(Bild: Keystone)
International

Kein Grand Prix von Australien

Die Vernunft hat am Ende doch noch gesiegt. Der Grand Prix von Australien ist nach langem Werweissen der Organisatoren abgesagt worden.

Es hatte lange, sehr lange gedauert, bis auch die Rechteinhaber der Formel 1, die lokalen Behörden, die örtlichen Organisatoren und die Vertreter des Internationalen Automobil-Verbandes sich zur Absage durchringen und sich von ihrem Ansinnen lösen konnten, das Programm in Melbourne trotz aller widriger Umstände, Unmutsbekundungen und Protesten durchzuziehen.

Das Zögern der Verantwortlichen öffnete den Spekulationen in Melbourne bis in den Freitagmorgen hinein Tür und Tor. Der Inhalt der praktisch im Halbstundentakt verbreiteten Meldungen wechselte ständig. Von der Bestätigung des Grand Prix bis zur Absage war in diesem unübersichtlichen Wechselspiel alles dabei.

Zeitweise war die Situation völlig unübersichtlich. Dazu passte die Ansammlung von vielen hundert Zuschauern, denen der Zugang auf die Anlage im Albert Park verweigert wurde. Knapp zwei Stunden vor dem geplanten Beginn des ersten Trainings hatten die Irrungen und Wirrungen ein Ende und wurde die Absage bestätigt. Begründet wurde der Schritt mit der nicht gewährleisteten Sicherheit.

Der finanzielle Aspekt

Die Sicherheit ist im Zuge der Verbreitung des Coronavirus natürlich ein Thema. Doch in Tat und Wahrheit ging es bei den sich hinziehenden Verhandlungen vorab ums Geld. Wer die Absage bestimmt, muss auch für die entstandenen Kosten gerade stehen.
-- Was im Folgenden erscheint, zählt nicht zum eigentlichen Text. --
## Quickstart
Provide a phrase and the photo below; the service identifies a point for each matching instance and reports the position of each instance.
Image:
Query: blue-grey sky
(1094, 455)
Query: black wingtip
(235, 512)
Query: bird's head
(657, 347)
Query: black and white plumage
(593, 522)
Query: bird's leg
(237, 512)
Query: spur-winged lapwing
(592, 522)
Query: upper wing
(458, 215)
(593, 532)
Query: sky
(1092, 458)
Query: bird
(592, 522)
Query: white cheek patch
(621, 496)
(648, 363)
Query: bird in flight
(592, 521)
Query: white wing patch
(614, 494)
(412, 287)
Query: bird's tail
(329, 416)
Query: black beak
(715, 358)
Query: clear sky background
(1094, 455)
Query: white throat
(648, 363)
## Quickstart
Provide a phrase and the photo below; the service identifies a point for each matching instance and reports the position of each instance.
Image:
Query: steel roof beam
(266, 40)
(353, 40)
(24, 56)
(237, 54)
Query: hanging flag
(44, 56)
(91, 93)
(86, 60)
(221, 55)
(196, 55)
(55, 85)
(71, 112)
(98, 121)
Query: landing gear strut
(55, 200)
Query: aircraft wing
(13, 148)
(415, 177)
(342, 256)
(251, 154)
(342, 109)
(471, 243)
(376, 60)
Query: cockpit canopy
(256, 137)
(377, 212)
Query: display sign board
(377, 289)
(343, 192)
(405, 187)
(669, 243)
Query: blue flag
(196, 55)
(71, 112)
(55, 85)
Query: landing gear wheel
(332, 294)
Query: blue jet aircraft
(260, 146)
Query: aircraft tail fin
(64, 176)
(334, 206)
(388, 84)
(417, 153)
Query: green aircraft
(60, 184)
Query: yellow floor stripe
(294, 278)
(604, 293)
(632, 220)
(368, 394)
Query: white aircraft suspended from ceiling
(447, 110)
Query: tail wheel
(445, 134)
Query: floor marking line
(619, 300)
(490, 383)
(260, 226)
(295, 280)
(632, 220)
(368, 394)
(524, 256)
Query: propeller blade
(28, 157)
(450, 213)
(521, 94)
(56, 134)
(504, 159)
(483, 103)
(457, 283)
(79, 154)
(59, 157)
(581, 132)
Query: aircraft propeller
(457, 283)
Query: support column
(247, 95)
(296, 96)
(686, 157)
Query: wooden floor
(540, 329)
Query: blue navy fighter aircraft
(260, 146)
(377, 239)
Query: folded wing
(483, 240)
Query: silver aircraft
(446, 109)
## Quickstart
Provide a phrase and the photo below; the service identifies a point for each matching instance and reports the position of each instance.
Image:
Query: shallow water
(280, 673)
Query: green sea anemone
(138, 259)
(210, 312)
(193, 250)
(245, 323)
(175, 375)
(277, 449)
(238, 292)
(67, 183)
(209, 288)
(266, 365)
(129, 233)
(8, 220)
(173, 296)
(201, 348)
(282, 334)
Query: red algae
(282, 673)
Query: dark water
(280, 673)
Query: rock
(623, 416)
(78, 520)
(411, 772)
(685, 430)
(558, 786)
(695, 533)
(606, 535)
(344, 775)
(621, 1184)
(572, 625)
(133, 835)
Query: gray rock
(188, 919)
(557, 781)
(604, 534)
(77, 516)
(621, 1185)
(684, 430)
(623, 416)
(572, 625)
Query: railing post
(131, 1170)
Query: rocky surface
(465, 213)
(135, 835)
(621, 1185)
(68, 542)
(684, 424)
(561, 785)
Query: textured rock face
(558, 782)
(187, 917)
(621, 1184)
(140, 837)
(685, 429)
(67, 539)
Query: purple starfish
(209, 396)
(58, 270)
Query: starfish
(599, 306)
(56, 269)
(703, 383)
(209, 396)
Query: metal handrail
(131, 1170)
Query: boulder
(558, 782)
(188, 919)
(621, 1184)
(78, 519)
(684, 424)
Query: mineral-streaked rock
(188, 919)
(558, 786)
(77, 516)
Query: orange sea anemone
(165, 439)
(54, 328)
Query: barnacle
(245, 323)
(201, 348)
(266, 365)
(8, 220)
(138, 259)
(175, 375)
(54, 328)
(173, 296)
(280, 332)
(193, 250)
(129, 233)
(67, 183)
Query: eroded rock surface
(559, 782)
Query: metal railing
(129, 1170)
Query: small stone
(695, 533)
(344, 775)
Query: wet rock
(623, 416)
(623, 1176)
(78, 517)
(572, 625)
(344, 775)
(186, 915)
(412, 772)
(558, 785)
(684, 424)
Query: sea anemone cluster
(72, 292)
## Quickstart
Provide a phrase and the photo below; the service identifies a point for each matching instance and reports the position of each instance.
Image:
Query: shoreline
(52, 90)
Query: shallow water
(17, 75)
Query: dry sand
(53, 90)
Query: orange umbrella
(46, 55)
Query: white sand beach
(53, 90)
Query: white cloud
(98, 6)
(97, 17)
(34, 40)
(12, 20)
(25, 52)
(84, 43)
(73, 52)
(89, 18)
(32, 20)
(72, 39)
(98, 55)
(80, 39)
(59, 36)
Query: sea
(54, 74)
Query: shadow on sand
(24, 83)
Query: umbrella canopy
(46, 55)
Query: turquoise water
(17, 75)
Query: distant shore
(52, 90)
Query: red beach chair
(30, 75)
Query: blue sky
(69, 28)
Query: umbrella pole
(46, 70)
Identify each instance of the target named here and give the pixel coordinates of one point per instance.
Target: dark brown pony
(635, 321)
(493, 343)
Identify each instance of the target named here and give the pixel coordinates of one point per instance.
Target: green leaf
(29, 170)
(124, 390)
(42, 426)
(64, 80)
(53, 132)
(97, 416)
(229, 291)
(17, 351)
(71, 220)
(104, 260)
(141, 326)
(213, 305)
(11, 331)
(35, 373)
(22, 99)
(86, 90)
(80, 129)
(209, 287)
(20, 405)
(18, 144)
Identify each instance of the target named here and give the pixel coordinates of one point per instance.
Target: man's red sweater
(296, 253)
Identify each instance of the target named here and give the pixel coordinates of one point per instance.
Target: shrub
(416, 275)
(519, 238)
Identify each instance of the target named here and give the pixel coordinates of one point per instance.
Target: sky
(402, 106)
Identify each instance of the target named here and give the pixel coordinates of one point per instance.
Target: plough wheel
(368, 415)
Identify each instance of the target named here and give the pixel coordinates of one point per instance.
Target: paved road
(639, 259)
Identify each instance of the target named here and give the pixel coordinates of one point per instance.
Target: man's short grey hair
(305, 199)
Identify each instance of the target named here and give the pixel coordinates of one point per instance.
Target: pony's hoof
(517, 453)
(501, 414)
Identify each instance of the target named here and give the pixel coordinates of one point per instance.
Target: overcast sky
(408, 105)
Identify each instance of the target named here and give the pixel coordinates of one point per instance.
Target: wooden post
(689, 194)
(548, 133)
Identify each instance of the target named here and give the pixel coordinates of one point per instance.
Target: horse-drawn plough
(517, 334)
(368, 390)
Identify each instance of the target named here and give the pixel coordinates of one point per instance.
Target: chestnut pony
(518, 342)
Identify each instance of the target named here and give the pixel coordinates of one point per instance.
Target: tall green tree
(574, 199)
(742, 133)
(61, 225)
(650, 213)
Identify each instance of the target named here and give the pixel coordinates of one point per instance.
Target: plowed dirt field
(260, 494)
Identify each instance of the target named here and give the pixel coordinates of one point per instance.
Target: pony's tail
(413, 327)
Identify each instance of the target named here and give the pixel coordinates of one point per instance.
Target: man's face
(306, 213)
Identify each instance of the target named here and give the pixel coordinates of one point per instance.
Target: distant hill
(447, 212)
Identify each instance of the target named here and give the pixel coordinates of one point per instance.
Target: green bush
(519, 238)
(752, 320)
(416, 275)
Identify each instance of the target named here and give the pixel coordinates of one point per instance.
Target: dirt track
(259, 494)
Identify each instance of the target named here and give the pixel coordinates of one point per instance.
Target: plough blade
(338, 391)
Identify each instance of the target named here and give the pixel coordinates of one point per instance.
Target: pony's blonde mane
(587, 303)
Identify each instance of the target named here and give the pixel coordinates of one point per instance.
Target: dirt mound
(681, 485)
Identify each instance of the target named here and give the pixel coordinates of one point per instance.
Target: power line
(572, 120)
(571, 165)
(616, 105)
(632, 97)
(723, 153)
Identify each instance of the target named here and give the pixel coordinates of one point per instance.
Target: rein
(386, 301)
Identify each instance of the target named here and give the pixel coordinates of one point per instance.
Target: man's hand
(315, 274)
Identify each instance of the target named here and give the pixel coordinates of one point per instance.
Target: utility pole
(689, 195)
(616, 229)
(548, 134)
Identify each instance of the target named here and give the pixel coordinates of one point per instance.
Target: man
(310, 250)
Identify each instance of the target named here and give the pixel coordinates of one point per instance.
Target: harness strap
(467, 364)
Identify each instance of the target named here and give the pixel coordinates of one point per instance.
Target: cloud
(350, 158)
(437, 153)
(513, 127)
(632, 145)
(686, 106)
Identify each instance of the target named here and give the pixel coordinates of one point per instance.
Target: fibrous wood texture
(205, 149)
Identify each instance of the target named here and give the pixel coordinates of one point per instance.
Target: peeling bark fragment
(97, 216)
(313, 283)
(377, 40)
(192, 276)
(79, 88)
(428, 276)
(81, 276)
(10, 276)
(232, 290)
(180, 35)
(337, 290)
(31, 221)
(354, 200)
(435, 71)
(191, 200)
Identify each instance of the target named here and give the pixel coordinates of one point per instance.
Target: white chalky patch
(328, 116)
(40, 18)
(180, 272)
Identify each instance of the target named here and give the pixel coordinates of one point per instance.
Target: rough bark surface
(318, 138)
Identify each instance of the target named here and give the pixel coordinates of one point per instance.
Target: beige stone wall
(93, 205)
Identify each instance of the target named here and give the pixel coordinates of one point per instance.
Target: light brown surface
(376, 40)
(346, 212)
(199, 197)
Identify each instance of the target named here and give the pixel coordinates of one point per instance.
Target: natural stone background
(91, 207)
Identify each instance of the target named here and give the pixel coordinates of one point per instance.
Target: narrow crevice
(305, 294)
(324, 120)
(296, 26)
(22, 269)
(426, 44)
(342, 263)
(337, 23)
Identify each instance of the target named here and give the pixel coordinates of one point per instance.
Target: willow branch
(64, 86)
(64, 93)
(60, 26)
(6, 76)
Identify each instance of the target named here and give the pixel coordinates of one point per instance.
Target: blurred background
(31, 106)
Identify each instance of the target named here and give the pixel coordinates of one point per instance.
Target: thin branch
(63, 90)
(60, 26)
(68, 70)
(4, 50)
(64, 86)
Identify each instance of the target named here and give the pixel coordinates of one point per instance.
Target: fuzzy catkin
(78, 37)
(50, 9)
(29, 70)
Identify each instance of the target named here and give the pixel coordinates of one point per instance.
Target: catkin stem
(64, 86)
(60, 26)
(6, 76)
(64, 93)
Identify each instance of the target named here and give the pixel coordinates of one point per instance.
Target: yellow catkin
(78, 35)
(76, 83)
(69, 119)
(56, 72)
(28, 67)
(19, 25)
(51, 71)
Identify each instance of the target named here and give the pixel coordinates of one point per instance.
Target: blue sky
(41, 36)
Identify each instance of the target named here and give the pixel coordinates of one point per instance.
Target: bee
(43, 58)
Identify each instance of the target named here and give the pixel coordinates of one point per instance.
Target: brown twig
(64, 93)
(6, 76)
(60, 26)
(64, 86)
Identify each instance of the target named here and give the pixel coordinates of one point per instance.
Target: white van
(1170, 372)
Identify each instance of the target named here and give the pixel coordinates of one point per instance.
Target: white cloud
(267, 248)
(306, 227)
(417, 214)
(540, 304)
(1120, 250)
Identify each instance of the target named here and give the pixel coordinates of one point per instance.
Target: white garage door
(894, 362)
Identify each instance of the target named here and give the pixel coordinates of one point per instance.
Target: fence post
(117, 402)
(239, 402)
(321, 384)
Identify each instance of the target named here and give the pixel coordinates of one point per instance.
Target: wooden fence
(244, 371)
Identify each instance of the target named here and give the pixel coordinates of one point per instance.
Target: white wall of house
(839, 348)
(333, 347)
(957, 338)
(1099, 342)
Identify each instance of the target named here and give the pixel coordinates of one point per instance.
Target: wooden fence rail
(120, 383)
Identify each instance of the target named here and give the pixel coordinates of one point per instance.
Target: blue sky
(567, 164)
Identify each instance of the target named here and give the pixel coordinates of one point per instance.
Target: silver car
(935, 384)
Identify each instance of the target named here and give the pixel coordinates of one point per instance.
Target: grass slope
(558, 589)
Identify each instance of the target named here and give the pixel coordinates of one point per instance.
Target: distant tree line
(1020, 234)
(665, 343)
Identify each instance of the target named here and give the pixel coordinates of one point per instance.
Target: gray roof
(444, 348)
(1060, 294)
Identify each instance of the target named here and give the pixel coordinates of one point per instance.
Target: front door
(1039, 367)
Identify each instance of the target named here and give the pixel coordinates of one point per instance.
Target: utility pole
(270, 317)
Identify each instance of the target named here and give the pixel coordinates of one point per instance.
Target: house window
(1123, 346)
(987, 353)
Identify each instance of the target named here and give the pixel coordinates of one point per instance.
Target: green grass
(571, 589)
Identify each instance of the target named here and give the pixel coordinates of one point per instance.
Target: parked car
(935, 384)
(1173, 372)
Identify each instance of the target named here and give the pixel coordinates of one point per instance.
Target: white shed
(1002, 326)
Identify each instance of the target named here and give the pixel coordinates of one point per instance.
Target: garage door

Dass der Internationale Automobil-Verband FIA, das Formel-1-Management und die Veranstalterin Australian Grand Prix Corporation die Absage in einem gemeinsamen Schreiben verkündet haben, deutet auf einen Vergleich in Bezug auf die Haftung hin.

Der Erklärung war ein Treffen von Ross Brawn, dem Technischen Direktor der FIA, mit den Teamchefs vorausgegangen. Die Verantwortlichen von Mercedes, Ferrari, Renault und Alfa Romeo beschlossen danach, auf die Teilnahme am Grand Prix zu verzichten. McLaren hatte sich schon zuvor zurückgezogen. Grund für den Verzicht war die Erkrankung eines Mitarbeiters der Equipe am Coronavirus. Der bestätigte Verdachtsfall brachte schliesslich die angedachte Absage des Rennen endgültig ins Rollen.

Es war der richtige Entscheid. Das Festhalten an der Durchführung des Grand Prix hätte ein ganz schlechtes Licht auf die Formel 1 geworfen in einer Zeit, in der in Ländern flächendeckend das öffentliche Leben stillsteht, Grenzen dicht gemacht werden und die Folgen des sich weiter ausbreitenden Erregers immer mehr auch die Weltwirtschaft in Bedrängnis bringen. In Relation ist der Stellenwert eines Formel-1-Rennens überschaubar, umso mehr die Welle von Absagen längst auch Veranstaltungen in anderen grossen Sportarten erfasst hat.

Die nächsten Fragezeichen

Als nächstes Rennen steht der Grand Prix von Bahrain im Kalender. Ob das Rennen in der nächsten Woche ausgetragen werden kann, ist allerdings sehr fraglich. Auf jeden Fall würde die Veranstaltung in Sakhir ohne Zuschauer stattfinden. Ebenfalls auf der Kippe steht die Premiere des Grossen Preises von Vietnam. Die Prüfung auf dem Stadtkurs in Hanoi ist weitere zwei Wochen später terminiert. Sicher ist seit langem, dass es den Grand Prix von China nicht geben wird – zumindest nicht wie ursprünglich vorgesehen Mitte April.